Before investing in commodity futures one should be aware of the basic approaches, sometimes known as positions, to adopt. There are two basic positions for trading in commodities known as long and short positions.

Due to high volatility in commodities market, it is important for an investor to understand the difference between the long and short positions. These positions can be taken on the basis of our assumptions whether the price of commodity will go up or will move down.

Long position in commodity futures trading conveys the buying of any commodity first with the expectation of rise in value of that commodity. This can be done by entering into any commodity futures contract. To offset a long position, you need to sell the same contract before it expires. If the contract is not sold before it expires then it will result in physical delivery of the product.

You should go for 'buying long' approach when you feel that the price of commodity will appreciate in near future. The buying long strategy turns out to be profitable if the commodity appreciates in its value during the holding period of that contract.

Typically, hedgers go for long approach to hedge against the price rise. For example, if Airline company expects price of oil will rise in future, which may affect its purchases. It will go for buying long crude oil futures to hedge against the price rise.

A short position in commodity futures trading implies the selling short a commodity futures first and then offsetting by buying the same on a later date. Sell short strategy can be adopted when the expectation is that the price of commodity will decline in near future. A short position is of course opposite of a long position.

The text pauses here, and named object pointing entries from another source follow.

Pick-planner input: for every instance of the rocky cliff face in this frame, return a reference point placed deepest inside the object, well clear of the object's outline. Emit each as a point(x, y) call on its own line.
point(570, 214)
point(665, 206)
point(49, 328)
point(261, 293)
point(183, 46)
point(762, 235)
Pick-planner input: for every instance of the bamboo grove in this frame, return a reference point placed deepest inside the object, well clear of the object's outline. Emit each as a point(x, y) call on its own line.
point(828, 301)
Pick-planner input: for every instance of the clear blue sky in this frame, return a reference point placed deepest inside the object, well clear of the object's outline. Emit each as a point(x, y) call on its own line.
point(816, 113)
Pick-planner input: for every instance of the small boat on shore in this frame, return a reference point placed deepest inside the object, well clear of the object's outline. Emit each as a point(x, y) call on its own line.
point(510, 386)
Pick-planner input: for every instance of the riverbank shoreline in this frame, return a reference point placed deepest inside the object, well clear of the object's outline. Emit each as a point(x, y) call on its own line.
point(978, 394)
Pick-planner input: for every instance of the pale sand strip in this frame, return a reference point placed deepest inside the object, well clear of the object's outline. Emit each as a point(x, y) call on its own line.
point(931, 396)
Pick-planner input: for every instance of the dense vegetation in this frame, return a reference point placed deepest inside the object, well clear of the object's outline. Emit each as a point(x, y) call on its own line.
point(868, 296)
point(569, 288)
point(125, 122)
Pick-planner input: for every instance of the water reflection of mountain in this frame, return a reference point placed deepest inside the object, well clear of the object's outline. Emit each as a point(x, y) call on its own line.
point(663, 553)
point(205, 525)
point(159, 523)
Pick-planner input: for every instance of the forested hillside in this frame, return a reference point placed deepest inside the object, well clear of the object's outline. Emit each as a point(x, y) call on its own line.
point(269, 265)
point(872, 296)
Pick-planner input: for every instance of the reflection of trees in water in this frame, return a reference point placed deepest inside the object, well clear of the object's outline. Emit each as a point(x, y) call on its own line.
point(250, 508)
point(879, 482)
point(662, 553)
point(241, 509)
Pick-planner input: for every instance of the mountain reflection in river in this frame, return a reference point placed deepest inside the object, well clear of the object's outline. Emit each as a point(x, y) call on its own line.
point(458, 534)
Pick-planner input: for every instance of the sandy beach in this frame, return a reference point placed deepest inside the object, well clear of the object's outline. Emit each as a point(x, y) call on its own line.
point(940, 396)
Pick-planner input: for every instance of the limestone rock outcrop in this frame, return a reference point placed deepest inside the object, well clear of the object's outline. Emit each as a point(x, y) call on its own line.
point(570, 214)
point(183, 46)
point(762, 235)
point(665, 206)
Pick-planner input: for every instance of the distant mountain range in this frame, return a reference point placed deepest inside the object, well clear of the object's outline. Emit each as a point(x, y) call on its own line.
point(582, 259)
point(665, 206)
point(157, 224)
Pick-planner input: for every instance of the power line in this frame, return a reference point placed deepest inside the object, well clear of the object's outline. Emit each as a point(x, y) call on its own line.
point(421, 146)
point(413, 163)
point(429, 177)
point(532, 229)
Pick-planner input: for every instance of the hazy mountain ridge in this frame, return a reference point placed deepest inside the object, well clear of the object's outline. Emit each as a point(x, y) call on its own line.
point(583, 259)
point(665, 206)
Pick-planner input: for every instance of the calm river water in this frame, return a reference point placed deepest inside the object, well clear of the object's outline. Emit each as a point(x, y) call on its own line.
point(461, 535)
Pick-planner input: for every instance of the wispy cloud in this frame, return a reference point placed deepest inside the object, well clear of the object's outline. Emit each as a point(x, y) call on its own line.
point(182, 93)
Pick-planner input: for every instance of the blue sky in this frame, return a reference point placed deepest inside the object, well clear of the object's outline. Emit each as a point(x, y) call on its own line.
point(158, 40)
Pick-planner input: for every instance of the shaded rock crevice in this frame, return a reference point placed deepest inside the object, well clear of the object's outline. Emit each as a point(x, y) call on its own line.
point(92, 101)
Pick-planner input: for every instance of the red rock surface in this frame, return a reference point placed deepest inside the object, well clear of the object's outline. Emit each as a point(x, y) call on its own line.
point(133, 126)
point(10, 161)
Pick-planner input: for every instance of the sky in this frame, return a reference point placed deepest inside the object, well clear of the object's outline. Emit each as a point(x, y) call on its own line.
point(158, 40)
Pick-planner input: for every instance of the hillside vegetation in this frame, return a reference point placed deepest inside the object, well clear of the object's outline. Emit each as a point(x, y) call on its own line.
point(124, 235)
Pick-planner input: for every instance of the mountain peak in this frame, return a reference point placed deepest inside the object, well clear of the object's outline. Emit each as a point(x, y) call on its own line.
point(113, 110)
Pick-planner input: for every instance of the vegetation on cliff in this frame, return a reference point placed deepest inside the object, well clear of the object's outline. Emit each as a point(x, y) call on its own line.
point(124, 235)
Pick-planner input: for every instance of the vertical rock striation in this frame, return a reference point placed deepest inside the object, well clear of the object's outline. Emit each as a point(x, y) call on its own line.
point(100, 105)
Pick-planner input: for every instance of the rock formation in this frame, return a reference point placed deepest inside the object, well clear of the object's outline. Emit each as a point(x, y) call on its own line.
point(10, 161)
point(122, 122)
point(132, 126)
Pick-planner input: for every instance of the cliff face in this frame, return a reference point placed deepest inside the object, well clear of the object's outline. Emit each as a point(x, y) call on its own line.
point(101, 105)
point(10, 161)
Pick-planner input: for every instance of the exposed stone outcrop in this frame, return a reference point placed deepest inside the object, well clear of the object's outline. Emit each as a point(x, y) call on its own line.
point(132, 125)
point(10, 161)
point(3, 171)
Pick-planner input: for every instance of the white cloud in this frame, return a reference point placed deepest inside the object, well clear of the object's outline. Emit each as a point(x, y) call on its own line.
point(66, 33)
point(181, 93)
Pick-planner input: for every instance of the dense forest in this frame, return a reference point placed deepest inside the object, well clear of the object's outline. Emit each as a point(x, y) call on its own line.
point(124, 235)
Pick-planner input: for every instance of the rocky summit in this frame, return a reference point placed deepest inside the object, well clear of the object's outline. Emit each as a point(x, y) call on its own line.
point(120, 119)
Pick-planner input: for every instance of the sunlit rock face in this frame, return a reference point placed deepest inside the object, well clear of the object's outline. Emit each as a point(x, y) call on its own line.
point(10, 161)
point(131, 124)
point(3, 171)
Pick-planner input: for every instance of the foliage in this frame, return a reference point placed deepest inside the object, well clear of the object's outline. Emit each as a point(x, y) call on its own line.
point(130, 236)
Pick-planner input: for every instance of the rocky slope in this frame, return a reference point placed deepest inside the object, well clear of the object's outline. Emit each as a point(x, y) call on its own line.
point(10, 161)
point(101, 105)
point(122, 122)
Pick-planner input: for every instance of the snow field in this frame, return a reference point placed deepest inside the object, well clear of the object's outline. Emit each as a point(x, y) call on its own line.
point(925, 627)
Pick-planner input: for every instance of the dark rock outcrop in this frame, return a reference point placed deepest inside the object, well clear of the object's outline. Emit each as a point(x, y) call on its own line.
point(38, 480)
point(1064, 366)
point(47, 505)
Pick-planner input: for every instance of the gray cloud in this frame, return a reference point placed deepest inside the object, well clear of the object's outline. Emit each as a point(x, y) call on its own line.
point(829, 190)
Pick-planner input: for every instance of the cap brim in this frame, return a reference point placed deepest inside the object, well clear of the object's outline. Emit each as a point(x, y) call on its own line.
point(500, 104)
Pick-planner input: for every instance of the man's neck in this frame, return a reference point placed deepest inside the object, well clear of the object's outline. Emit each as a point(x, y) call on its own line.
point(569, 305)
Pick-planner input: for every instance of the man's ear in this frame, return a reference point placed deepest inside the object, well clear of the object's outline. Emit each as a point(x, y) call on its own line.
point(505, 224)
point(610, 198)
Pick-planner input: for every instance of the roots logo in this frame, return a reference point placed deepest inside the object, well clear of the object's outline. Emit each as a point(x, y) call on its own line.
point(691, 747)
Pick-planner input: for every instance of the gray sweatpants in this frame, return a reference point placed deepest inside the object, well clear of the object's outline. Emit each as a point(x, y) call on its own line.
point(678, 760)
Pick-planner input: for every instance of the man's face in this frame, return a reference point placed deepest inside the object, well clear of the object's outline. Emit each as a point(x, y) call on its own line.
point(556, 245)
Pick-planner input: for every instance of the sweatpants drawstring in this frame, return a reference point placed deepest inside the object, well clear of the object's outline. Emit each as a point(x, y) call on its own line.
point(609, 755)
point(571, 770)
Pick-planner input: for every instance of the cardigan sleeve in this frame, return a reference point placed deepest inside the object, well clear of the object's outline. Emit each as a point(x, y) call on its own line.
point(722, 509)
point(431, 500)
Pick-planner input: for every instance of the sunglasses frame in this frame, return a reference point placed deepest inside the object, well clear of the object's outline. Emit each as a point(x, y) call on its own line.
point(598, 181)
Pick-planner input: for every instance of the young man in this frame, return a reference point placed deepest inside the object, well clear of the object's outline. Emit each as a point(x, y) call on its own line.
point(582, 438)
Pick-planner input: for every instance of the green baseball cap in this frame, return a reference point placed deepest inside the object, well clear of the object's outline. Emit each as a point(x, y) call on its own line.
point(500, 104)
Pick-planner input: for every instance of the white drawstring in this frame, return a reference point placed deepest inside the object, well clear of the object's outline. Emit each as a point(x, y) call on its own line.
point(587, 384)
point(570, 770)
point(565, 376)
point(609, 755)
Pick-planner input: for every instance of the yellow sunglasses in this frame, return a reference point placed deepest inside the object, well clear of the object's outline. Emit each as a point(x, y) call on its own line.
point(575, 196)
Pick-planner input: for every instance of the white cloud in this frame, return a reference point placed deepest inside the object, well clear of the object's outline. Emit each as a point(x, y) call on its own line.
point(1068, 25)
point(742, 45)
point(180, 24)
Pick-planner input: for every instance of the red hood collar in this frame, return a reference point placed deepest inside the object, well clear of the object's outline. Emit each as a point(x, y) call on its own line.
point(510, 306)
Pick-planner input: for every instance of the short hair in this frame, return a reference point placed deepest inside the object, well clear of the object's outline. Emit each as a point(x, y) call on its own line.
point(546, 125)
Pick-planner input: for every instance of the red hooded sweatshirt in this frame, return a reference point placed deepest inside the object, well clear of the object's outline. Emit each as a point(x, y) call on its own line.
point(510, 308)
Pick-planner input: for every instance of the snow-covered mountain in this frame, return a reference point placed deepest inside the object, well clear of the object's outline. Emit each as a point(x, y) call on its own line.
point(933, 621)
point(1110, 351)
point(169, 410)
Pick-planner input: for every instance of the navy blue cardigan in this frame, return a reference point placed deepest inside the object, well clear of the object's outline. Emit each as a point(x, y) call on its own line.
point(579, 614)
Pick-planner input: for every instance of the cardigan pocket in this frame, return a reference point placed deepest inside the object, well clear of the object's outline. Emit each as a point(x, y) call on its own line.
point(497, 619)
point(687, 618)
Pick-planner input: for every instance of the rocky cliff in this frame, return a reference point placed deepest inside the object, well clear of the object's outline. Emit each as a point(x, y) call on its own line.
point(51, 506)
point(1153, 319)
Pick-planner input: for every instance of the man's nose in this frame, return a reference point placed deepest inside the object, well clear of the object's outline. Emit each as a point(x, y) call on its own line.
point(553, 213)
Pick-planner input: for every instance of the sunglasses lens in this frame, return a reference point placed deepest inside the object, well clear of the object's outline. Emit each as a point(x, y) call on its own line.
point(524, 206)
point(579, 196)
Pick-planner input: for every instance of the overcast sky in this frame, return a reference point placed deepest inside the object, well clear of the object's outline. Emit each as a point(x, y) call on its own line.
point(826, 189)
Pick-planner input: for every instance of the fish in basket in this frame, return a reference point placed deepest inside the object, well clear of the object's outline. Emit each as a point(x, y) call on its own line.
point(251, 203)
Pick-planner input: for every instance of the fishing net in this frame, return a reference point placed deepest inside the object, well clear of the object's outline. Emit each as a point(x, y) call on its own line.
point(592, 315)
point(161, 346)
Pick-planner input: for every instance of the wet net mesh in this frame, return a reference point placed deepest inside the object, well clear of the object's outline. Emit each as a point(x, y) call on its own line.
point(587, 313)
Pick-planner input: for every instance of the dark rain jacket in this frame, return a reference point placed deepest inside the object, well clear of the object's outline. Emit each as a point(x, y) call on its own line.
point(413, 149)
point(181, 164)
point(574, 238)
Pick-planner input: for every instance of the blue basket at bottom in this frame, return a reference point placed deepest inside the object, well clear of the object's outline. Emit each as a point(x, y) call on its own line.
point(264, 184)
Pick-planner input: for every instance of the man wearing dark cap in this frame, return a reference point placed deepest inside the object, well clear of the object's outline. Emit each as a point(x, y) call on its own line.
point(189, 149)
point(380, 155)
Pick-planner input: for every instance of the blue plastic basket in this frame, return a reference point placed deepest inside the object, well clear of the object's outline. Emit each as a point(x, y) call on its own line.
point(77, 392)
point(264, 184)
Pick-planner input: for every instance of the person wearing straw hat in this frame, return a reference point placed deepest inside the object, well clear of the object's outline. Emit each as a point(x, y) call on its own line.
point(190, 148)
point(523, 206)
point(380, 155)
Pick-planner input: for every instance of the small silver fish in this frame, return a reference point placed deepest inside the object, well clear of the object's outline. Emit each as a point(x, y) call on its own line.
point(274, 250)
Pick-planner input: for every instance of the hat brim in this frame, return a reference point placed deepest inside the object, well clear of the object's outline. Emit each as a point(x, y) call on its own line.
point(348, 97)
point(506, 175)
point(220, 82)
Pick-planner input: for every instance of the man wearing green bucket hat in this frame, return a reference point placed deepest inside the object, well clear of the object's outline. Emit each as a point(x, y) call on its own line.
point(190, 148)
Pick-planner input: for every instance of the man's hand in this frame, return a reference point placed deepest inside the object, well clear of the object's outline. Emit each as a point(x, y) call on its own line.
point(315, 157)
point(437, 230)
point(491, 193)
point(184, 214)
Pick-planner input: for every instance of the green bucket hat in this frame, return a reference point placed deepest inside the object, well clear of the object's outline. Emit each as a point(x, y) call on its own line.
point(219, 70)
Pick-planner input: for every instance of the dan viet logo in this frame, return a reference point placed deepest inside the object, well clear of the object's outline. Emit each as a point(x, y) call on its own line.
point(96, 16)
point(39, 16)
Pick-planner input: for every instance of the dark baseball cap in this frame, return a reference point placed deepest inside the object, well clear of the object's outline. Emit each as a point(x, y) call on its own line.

You need to enter into a futures contract if you want to sell short any commodity. The selling short position turns out to be profitable if the underlying commodity depreciates in its value during the holding period of that contract.

You may also incur loss if the resulting purchase price is greater than the original sale price. Unlike Long position, you receive the physical delivery in case you haven't squared off the future contract, in short position you will have to make the physical delivery if you do not square off the future contract.

So, its very important to analyse fundamentals before entering into short position.